Heeding Cassandra: The Neutered Mother, the Sexual Family, and Other Twentieth Century Tragedies

How to Cite

Vagelatos, J. (1995). Heeding Cassandra: The Neutered Mother, the Sexual Family, and Other Twentieth Century Tragedies. Columbia Journal of Gender and Law, 5(1). https://doi.org/10.7916/cjgl.v5i1.2381

Abstract

Cassandra, the daughter of King Priam and Queen Hecuba of Troy, was so beautiful that in an attempt to woo her, the God Apollo granted her the gift of vision to foresee the future. However, when she spurned his sexual advances, he cursed her in turn, so that no one would ever believe in her visions or heed her warnings. Consequently, although she foresaw the fall of Troy, she was powerless to prevent it. The character of Cassandra resounds powerfully for feminist visionaries. Cassandra was the product of a patriarchal culture which privileged the voices of her brothers and fathers. She benefitted from her class, but was separated by her gender. She was granted a powerful alternative vision, but could not convince the male power structure to acknowledge it. The royal patriarchy’s disbelief of and failure to listen to Cassandra’s prophecies led to its own destruction.

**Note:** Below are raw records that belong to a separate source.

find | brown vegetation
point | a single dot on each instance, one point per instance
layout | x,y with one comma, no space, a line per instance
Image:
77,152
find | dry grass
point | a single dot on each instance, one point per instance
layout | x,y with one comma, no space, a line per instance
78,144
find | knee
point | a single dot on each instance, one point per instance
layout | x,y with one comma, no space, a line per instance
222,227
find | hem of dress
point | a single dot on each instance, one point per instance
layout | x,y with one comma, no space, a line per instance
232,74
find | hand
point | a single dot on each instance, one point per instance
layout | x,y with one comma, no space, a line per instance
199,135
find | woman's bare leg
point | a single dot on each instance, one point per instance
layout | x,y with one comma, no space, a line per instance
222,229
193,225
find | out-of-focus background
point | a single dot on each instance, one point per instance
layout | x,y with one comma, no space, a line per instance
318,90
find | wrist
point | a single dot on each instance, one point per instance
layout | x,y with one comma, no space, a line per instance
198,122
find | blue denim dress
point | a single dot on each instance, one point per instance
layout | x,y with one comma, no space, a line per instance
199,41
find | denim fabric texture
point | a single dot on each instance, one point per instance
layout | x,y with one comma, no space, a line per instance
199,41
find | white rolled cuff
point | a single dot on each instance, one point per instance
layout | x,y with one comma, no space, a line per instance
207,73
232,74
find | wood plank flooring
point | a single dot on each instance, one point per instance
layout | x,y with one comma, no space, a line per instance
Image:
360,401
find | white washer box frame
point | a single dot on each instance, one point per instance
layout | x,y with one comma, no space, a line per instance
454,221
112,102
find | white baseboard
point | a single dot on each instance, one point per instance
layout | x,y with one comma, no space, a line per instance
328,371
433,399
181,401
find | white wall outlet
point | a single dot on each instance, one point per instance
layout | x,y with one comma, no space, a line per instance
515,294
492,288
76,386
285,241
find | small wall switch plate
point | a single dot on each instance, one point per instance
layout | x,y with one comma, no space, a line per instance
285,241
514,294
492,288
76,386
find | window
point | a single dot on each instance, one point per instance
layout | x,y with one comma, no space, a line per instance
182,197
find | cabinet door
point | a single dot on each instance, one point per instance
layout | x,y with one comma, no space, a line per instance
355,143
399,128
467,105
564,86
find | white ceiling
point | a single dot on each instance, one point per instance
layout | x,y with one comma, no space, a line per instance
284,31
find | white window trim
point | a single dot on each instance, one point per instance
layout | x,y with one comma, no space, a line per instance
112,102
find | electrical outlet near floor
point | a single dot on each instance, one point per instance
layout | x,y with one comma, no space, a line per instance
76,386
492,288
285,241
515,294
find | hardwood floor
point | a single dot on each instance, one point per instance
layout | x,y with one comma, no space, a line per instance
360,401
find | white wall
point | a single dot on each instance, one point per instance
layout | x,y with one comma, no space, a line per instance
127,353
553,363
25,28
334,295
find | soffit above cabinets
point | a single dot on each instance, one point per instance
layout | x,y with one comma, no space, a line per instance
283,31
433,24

In her latest work The Neutered Mother, the Sexual Family and other Twentieth Century Tragedies (“The Neutered Mother”), Martha Albertson Fineman’ confronts Cassandra’s dilemma. She conceptualizes an alternative vision of the family, while acknowledging the difficulty in making people hear, understand, and heed her message. In The Neutered Mother, Professor Fineman proposes the legal abolition of marriage and a reconceptualization of our basic understanding of the family. Linked with images of neutered mothers and sexual families, her theories are sure to jar traditional sensibilities, but Fineman settles for nothing short of the extreme. She brings to us a fresh perspective, attempting to break away from even “core” feminist perspectives. Fineman sees the family as the key construct by which patriarchy has continually reproduced itself. However, she does not accept current limited conceptions of the family as an ideological institution. She argues that our basic understanding of the family limits both what change can be accomplished within that unit, and what feminist goals can be achieved in society. Rather than seeking to redefine gendered relations within the construct of the family (a historical goal of feminist legalists), and therefore be coopted by the limits of the model, Martha Fineman unravels the institution and weaves an alternative norm. She exposes the basic unit of the traditional model: the horizontal sexual relationship between husband and wife. By stepping outside of the traditional model, she is able to reveal the various threads which tightly tie together to keep the model intact: governmental attacks on single motherhood, the rise of father’s rights discourse, and the failure of the egalitarian family. She is also able to locate the Gordian knot: the inherent inability of current family conceptions to adequately address dependency or gender equality. Ultimately, however, Fineman is aware of the limits of her power to reweave the family unit into a new fabric, and we are forced to examine the utility of her formulations.